Lebih lanjut, Mikhael juga menyoroti kemungkinan penggunaan alat bukti dari perkara lain yang berkaitan. Ia menegaskan, alat bukti yang digunakan untuk menetapkan tersangka dalam satu perkara, tidak serta-merta dapat digunakan untuk menetapkan tersangka lain.

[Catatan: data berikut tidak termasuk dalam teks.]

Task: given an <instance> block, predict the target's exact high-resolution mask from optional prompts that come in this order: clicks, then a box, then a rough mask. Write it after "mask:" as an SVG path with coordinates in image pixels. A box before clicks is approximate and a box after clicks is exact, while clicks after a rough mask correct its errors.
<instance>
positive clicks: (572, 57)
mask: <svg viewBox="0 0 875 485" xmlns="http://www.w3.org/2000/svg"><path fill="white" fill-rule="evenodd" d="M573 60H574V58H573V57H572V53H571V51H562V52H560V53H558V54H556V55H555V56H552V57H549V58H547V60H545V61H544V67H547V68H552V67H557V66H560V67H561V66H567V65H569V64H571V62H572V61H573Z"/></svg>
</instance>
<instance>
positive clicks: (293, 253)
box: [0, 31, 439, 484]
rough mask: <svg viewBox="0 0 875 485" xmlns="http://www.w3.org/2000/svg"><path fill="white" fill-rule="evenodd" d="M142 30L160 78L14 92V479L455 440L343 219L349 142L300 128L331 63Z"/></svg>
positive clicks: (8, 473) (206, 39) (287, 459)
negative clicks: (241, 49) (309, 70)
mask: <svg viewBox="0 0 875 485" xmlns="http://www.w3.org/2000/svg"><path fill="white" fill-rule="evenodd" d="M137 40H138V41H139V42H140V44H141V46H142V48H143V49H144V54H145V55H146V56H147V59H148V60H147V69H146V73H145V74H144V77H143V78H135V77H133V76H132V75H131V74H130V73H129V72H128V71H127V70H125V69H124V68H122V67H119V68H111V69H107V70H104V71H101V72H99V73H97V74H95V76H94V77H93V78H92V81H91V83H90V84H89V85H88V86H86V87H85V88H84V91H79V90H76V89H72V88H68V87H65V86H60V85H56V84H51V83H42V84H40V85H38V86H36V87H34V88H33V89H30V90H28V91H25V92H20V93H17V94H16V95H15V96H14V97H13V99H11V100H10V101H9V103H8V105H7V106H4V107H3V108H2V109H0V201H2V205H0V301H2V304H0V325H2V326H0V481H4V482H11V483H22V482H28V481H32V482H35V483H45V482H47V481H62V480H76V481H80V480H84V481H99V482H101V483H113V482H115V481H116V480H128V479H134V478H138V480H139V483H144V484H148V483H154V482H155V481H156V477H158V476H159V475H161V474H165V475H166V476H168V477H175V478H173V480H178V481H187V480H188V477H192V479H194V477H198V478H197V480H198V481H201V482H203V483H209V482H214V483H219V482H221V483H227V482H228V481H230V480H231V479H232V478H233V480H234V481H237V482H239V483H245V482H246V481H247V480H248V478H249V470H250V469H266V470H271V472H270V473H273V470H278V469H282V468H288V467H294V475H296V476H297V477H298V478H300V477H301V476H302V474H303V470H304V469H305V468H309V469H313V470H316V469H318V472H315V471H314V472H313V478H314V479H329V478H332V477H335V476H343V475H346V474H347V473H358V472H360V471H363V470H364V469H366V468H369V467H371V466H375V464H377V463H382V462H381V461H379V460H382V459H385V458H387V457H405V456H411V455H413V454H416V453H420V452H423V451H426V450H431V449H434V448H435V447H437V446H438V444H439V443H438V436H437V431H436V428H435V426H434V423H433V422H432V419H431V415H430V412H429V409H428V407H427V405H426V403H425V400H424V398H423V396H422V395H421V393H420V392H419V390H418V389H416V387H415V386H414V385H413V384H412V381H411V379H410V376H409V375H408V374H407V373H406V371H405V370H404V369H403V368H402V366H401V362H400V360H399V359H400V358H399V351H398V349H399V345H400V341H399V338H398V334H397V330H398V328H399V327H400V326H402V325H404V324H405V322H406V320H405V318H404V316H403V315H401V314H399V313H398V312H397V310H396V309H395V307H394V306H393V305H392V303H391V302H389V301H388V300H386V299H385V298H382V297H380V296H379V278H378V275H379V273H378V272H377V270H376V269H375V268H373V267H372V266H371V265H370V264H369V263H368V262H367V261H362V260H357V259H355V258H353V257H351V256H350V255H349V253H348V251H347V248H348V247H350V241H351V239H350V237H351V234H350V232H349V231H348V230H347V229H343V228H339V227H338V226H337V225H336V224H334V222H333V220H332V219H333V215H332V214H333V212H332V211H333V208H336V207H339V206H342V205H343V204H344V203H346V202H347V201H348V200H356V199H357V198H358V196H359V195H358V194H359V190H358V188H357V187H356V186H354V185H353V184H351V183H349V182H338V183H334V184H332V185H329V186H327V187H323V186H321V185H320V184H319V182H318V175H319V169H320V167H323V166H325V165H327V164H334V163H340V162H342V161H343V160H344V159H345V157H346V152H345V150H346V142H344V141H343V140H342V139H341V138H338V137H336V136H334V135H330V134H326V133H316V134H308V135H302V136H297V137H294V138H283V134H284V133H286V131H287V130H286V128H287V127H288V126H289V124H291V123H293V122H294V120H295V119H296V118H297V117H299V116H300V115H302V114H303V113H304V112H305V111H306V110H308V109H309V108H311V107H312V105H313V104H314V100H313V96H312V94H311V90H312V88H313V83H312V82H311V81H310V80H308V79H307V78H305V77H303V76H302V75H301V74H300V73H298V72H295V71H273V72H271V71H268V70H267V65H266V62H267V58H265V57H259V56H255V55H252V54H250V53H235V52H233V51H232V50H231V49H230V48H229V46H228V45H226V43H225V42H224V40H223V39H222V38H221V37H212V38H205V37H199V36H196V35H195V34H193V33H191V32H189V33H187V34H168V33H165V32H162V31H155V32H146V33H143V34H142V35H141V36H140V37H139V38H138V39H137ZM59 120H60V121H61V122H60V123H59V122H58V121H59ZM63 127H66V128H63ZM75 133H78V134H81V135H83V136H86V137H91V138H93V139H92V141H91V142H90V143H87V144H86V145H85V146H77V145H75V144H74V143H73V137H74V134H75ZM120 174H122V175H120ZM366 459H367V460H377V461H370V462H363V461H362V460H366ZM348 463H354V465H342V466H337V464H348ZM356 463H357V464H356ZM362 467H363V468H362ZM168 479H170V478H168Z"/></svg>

“Perbuatan hukum dan mens rea setiap orang berbeda-beda, sehingga pembuktiannya pun berbeda. Bisa saja ada alat bukti yang sama, tetapi tidak semua alat bukti yang digunakan untuk tersangka lain otomatis bisa digunakan untuk menetapkan pihak lain sebagai tersangka,” jelasnya.